Das mechanische Klavier neben der Türe hämmerte einen Walzer herunter und brach plötzlich ab, als hätte es sich geärgert.

Genosse Ossipon, mit dem Spitznamen der Doktor, verließ die Silenusbierhallen. In der Türe zögerte er, blinzelte in den nicht übermäßig hellen Sonnenschein hinaus, – und die Zeitung mit der Nachricht von dem Selbstmord einer Dame war in seiner Tasche. Sein Herz schlug dagegen. Der Selbstmord einer Dame – diese Tat des Irrsinns oder der Verzweiflung.

Er ging durch die Straße, ohne darauf zu achten, wo er die Füße hinsetzte. Und er ging in eine Richtung, die ihn nicht zu einem mit einer anderen Dame vereinbarten Stelldichein führen konnte (einem älteren Kinderfräulein, die ihr Vertrauen in einen ambrosischen Apollokopf gesetzt hatte). Er ging weg davon.

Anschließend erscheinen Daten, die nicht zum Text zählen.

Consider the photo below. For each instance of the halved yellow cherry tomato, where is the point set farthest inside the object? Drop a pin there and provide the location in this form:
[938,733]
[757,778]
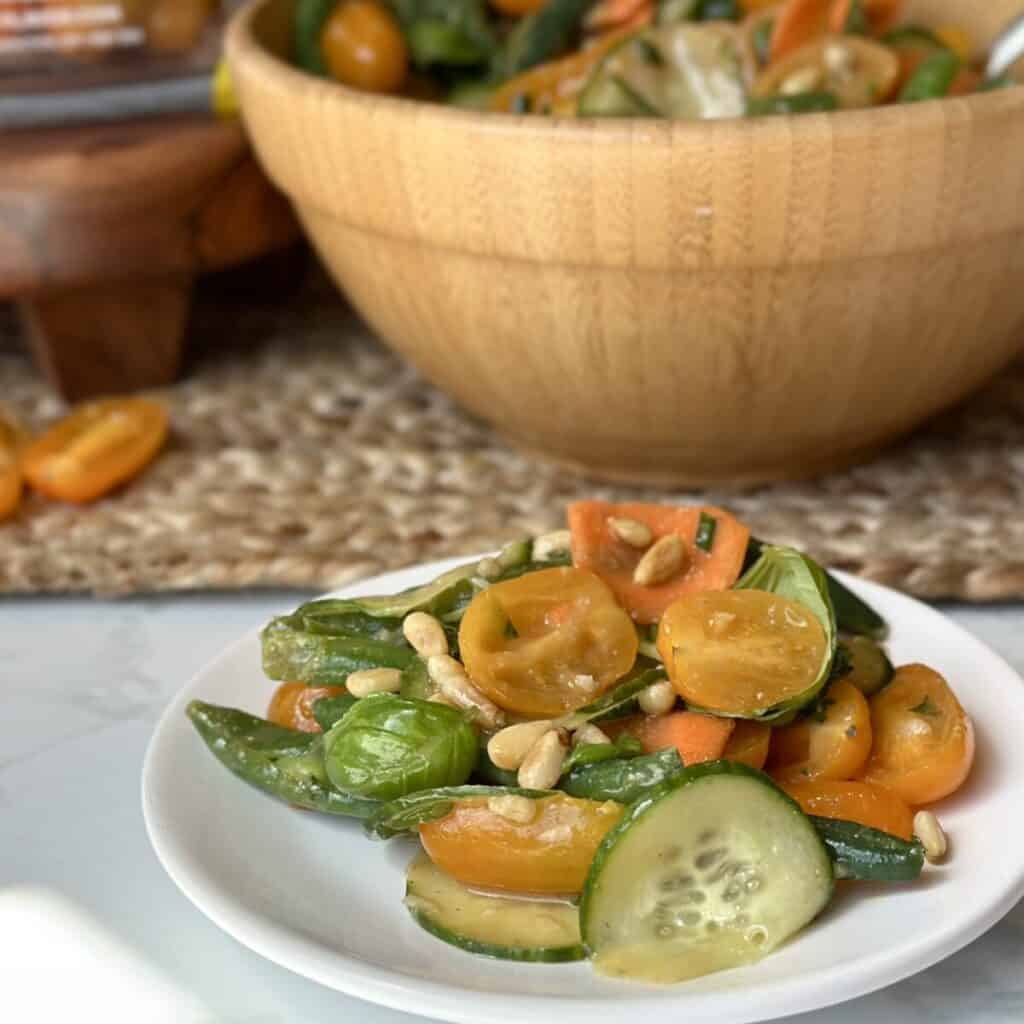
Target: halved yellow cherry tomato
[99,445]
[550,854]
[364,47]
[739,651]
[924,740]
[548,642]
[749,744]
[860,802]
[556,84]
[292,705]
[858,72]
[832,743]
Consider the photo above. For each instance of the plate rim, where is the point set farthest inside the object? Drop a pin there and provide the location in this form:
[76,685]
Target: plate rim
[375,984]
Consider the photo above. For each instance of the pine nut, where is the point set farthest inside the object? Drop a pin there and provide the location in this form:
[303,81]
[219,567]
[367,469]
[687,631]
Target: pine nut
[933,839]
[590,734]
[513,808]
[425,634]
[658,698]
[804,80]
[660,562]
[367,681]
[509,748]
[547,546]
[631,531]
[542,767]
[454,683]
[489,568]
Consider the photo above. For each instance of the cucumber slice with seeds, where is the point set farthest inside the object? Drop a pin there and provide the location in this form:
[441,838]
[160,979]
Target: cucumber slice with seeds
[713,869]
[506,928]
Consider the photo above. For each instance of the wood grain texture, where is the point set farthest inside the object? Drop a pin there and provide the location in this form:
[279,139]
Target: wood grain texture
[699,303]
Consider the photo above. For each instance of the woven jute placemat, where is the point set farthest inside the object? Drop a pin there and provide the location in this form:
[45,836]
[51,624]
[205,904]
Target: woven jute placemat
[306,455]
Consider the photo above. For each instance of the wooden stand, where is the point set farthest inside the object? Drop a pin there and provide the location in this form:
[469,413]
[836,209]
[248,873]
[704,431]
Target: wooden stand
[103,229]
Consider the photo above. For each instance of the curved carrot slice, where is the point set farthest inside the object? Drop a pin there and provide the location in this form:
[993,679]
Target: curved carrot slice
[597,549]
[697,737]
[615,13]
[799,23]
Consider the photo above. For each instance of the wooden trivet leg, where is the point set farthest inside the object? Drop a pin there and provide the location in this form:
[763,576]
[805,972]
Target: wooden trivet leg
[109,339]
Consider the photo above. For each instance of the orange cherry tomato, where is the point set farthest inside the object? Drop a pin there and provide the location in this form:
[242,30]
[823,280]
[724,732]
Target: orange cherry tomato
[834,743]
[924,740]
[176,26]
[364,47]
[292,705]
[739,651]
[860,802]
[548,642]
[749,744]
[516,8]
[551,854]
[99,445]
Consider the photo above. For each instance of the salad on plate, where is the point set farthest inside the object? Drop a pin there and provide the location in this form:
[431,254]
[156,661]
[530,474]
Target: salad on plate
[649,740]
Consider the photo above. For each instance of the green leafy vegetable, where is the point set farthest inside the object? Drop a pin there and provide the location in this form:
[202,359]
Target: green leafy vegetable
[282,762]
[621,700]
[291,652]
[706,531]
[387,747]
[803,102]
[933,78]
[330,711]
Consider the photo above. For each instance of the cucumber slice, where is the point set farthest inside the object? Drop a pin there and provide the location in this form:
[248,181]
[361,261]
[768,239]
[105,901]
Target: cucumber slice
[870,669]
[527,930]
[713,869]
[674,71]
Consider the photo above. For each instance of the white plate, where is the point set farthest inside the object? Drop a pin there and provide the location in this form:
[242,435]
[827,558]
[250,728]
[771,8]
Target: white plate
[312,894]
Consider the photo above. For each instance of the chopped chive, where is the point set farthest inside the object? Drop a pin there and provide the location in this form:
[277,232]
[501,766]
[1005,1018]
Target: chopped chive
[706,531]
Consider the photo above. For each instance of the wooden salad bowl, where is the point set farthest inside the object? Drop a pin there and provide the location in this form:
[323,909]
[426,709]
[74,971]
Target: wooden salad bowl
[676,303]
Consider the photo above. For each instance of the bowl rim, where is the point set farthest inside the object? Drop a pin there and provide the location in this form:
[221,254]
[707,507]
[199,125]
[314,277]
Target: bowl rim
[243,48]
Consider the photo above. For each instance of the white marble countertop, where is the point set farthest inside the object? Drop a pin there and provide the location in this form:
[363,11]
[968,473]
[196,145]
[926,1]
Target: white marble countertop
[81,686]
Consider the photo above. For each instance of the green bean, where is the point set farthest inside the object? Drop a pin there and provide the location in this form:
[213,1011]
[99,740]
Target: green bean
[933,79]
[802,102]
[282,762]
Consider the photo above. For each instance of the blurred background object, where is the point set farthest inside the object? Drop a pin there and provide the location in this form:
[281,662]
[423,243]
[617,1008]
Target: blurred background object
[104,227]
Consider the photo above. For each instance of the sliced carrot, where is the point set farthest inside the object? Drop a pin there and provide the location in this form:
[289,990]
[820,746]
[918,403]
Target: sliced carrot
[697,737]
[597,549]
[615,13]
[882,14]
[799,23]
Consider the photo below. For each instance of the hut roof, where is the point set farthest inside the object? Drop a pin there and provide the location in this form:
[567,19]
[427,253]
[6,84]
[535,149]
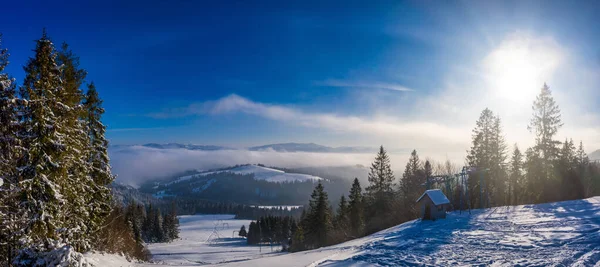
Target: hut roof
[436,196]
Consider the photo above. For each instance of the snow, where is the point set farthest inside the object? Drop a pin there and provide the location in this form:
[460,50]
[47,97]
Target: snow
[260,173]
[107,260]
[269,175]
[285,207]
[204,186]
[194,247]
[554,234]
[436,196]
[161,194]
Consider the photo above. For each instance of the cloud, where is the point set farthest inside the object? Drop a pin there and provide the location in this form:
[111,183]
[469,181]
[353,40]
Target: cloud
[134,165]
[423,133]
[132,129]
[364,85]
[437,123]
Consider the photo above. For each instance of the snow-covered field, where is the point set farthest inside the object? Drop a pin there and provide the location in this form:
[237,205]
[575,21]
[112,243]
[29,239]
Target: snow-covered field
[260,173]
[554,234]
[199,245]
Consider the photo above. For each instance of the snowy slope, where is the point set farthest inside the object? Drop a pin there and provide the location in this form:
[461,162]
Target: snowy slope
[197,247]
[260,173]
[555,234]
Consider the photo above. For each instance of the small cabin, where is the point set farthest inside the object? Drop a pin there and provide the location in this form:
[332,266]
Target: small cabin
[433,205]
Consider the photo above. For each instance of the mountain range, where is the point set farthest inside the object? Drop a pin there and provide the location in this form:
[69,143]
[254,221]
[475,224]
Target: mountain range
[595,156]
[282,147]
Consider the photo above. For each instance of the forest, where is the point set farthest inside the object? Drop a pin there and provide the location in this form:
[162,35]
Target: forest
[495,175]
[55,200]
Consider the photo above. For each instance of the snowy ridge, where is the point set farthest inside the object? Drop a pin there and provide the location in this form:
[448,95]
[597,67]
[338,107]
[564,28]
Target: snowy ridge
[554,234]
[260,173]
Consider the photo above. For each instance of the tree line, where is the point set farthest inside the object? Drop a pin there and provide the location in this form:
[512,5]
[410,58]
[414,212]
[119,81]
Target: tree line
[190,206]
[270,229]
[54,166]
[548,171]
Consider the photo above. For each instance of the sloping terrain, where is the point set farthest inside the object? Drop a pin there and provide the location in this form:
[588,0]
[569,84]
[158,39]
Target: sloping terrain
[554,234]
[267,174]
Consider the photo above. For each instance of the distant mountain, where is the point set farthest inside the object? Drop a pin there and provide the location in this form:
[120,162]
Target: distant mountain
[595,155]
[125,194]
[186,146]
[311,147]
[247,184]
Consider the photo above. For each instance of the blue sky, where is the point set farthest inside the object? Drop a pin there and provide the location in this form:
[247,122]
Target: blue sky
[412,74]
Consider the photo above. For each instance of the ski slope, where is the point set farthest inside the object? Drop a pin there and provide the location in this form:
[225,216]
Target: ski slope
[260,173]
[554,234]
[200,245]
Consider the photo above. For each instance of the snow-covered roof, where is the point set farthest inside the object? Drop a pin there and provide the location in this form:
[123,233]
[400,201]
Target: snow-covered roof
[436,196]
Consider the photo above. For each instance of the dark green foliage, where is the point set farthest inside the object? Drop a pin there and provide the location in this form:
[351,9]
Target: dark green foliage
[411,186]
[270,229]
[379,198]
[356,210]
[243,232]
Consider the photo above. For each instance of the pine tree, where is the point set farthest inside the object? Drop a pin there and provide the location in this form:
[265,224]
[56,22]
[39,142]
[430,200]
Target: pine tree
[97,158]
[242,231]
[411,186]
[545,124]
[487,155]
[571,184]
[380,192]
[515,187]
[9,152]
[40,170]
[342,219]
[318,219]
[79,187]
[583,164]
[356,209]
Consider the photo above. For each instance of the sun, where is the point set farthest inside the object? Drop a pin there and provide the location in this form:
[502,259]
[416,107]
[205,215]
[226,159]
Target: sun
[517,69]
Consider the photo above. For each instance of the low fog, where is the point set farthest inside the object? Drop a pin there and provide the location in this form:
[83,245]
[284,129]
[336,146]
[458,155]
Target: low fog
[134,165]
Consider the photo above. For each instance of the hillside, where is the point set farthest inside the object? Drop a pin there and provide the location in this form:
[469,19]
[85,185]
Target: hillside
[310,147]
[264,173]
[595,155]
[242,184]
[554,234]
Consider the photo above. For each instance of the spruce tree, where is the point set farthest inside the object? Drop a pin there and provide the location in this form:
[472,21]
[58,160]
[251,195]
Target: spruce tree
[356,209]
[411,186]
[380,192]
[545,123]
[318,225]
[515,186]
[487,155]
[79,190]
[342,219]
[242,231]
[571,182]
[42,175]
[9,152]
[97,158]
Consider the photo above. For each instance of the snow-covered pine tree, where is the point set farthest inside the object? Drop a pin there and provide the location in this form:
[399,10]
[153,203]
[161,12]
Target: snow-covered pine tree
[9,152]
[78,208]
[98,159]
[42,175]
[356,210]
[411,186]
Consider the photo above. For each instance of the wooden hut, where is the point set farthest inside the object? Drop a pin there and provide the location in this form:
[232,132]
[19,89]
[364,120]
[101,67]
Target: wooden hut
[433,205]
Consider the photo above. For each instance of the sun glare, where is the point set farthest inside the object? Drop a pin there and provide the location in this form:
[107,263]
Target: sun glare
[518,68]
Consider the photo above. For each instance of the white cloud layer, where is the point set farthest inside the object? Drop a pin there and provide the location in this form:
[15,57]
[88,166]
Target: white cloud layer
[438,124]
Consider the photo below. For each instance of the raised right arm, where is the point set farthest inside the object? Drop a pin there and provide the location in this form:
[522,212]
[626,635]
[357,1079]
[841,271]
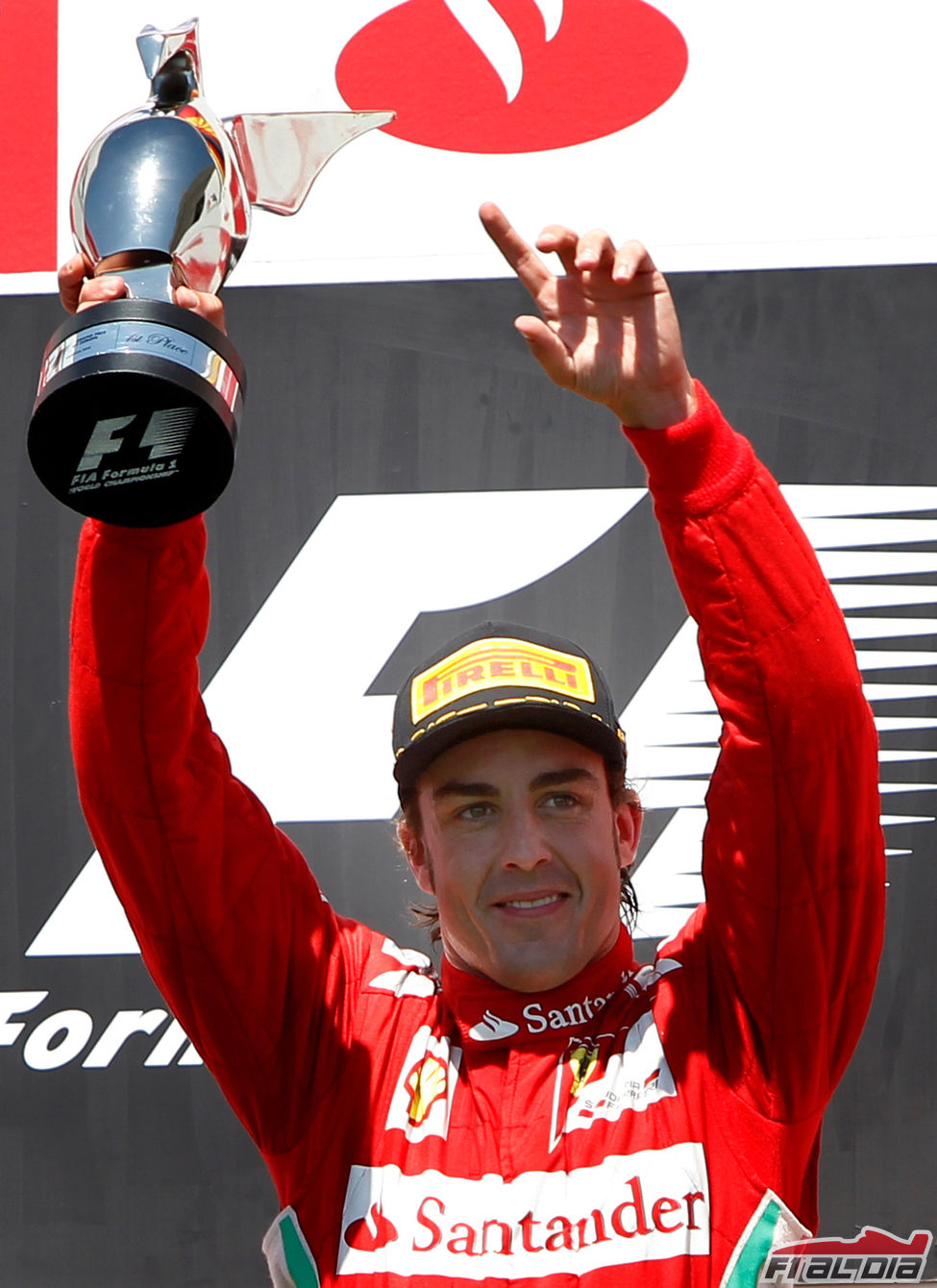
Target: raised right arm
[230,920]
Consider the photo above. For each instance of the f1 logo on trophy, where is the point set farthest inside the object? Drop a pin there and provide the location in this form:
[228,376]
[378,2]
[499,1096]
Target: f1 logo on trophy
[137,405]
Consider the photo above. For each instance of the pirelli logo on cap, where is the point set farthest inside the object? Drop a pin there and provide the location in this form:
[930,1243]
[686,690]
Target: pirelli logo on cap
[497,662]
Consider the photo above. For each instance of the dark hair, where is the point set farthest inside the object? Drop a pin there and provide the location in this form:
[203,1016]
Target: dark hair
[426,915]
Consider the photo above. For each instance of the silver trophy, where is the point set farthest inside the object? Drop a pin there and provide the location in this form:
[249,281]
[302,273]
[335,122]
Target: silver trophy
[137,405]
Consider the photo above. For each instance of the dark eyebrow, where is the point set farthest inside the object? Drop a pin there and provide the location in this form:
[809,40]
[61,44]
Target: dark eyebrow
[457,788]
[549,779]
[560,777]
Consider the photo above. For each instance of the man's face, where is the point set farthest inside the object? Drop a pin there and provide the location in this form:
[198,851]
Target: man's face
[523,851]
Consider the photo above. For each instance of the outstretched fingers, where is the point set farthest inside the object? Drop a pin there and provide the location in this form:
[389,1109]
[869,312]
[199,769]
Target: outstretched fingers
[530,269]
[549,349]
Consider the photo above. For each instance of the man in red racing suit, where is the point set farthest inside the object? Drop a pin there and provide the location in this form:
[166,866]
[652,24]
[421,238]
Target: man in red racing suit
[629,1121]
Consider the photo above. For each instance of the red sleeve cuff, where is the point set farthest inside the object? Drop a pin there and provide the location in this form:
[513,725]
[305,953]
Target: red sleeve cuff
[697,465]
[147,538]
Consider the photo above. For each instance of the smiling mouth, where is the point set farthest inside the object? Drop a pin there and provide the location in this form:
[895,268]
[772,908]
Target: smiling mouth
[539,902]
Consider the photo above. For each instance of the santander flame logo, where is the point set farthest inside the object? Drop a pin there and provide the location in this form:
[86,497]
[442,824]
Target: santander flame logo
[512,75]
[372,1231]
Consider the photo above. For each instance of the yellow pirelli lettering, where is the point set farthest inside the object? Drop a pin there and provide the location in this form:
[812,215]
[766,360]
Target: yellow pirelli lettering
[498,663]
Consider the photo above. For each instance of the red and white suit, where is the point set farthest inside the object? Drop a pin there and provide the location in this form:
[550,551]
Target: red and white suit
[633,1122]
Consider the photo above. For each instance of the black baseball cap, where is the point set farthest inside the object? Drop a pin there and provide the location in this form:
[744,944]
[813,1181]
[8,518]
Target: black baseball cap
[498,675]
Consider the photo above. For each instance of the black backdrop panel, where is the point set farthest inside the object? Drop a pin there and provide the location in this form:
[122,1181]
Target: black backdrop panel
[137,1175]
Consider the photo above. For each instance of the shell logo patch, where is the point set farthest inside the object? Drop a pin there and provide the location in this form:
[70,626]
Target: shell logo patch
[492,663]
[422,1098]
[428,1083]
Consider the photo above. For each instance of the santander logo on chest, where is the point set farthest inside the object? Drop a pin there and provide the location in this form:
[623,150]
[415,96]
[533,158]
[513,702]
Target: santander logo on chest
[648,1205]
[512,75]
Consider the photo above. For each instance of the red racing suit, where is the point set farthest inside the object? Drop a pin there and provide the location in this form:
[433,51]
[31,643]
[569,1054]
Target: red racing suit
[659,1121]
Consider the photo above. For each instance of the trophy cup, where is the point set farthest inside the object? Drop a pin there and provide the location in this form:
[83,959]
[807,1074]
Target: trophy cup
[136,412]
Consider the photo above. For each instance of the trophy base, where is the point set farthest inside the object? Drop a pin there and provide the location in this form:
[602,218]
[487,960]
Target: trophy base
[136,417]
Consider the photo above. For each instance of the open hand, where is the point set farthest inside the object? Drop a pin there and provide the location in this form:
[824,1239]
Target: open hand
[607,326]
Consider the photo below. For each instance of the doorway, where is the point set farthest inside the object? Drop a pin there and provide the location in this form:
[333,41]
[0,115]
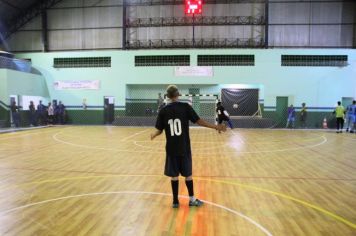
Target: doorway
[109,109]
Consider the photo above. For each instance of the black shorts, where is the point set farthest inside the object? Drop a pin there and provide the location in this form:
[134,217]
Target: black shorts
[176,165]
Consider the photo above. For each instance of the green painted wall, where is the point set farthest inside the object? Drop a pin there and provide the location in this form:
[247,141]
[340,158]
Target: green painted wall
[19,83]
[319,87]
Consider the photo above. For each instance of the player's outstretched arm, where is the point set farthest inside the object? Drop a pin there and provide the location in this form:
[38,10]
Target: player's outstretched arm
[219,128]
[155,134]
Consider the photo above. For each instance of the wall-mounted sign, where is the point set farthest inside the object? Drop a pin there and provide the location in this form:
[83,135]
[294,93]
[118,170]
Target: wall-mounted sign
[204,71]
[77,85]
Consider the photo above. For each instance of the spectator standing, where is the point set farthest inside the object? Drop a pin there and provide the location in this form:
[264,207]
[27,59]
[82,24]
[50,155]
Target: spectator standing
[61,113]
[291,116]
[303,116]
[15,113]
[340,116]
[32,114]
[350,117]
[41,113]
[50,111]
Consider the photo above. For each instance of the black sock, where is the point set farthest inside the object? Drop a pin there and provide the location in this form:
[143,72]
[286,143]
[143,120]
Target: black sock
[175,185]
[190,187]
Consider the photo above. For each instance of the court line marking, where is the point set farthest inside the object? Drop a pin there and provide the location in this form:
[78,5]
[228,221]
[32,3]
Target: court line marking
[143,151]
[195,176]
[251,187]
[22,134]
[133,135]
[263,229]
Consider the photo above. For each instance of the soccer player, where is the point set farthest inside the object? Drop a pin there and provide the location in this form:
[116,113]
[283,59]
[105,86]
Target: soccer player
[291,116]
[303,116]
[174,120]
[223,115]
[340,114]
[350,117]
[354,117]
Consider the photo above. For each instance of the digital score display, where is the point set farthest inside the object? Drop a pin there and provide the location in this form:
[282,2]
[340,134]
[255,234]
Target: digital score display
[193,7]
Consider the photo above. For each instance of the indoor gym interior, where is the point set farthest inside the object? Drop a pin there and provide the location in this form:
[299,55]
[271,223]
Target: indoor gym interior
[98,172]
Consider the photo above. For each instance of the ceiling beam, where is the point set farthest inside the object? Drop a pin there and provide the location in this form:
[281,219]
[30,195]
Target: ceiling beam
[11,5]
[27,15]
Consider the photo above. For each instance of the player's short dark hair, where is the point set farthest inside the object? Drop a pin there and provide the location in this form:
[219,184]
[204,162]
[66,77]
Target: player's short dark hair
[172,91]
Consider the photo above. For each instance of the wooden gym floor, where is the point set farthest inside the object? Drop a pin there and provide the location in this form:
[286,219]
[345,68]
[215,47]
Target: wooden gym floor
[109,181]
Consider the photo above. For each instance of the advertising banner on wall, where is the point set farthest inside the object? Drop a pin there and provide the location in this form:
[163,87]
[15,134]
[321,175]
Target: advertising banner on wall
[203,71]
[77,85]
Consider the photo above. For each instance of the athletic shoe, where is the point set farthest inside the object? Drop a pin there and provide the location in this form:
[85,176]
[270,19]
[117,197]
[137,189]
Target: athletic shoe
[196,203]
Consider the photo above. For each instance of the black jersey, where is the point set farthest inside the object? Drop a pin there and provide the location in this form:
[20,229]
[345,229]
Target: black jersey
[174,120]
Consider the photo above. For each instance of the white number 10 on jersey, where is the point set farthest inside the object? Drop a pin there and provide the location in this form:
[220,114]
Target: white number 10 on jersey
[176,127]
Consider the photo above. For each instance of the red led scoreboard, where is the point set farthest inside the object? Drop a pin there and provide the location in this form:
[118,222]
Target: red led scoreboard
[193,7]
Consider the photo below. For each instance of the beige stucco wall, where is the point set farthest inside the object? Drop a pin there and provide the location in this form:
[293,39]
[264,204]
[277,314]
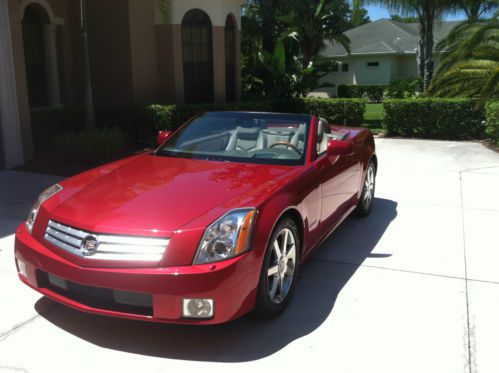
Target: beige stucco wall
[380,75]
[110,52]
[20,77]
[143,51]
[408,66]
[217,10]
[391,67]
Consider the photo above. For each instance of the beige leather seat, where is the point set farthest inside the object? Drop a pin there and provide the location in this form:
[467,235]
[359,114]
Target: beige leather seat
[322,139]
[246,139]
[298,138]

Er konnte keiner Frau ins Gesicht sehen. Es war das Verderben. Er konnte weder denken, noch arbeiten, schlafen oder essen. Doch begann er zu trinken, mit Vergnügen, mit Hingabe, mit Hoffnung. Es war das Verderben. Seine revolutionäre Laufbahn, gestützt auf das Gefühl und das Vertrauen vieler Frauen, war von einem undurchdringlichen Geheimnis bedroht – dem Geheimnis eines menschlichen Hirns, das im Takt von journalistischen Phrasen pulste . . . »Wird für immer walten . . .« Es ging der Gosse zu . . . »voll Irrsinn oder Verzweiflung«.

»Ich bin ernstlich krank«, murmelte er mit wissenschaftlicher Einsicht vor sich hin. Er ging schon in seiner ganzen Größe, mit dem (von Herrn Verloc geerbten) Geld eines gesandtschaftlichen Geheimfonds in der Tasche, im Rinnstein hin, als übte er sich für die Aufgaben einer unabwendbaren Zukunft. Schon beugte er seine breiten Schultern und das Haupt mit den ambrosischen Locken, wie in Bereitschaft für das lederne Joch der Aushängetafeln. Wie in jener Nacht vor mehr als einer Woche wanderte Genosse Ossipon dahin, ohne zu sehen, wo er die Füße hinsetzte, ohne Ermüdung zu fühlen, ohne irgend etwas zu fühlen oder zu sehen, ohne einen Laut zu hören. »Ein undurchdringliches Geheimnis . . .« Er wanderte unbeachtet . . . »Diese Tat des Irrsinns oder der Verzweiflung

Und auch der unbestechliche Professor wanderte und wandte seinen Blick von der verhaßten Menschenmenge ab. Er hatte keine Zukunft. Er verachtete sie. Er war eine Kraft. Seine Gedanken umspielten die Bilder von Zerstörung und Niedergang. Er wanderte dahin, schmächtig, schäbig, unbedeutend, elend – und furchtbar in der Einfalt seiner Idee, die Irrsinn und Verzweiflung zur Neugeburt der Welt zu Hilfe rief. Niemand sah nach ihm. Er ging unbeachtet und toddrohend dahin, wie eine Pest in der dichtbelebten Straße.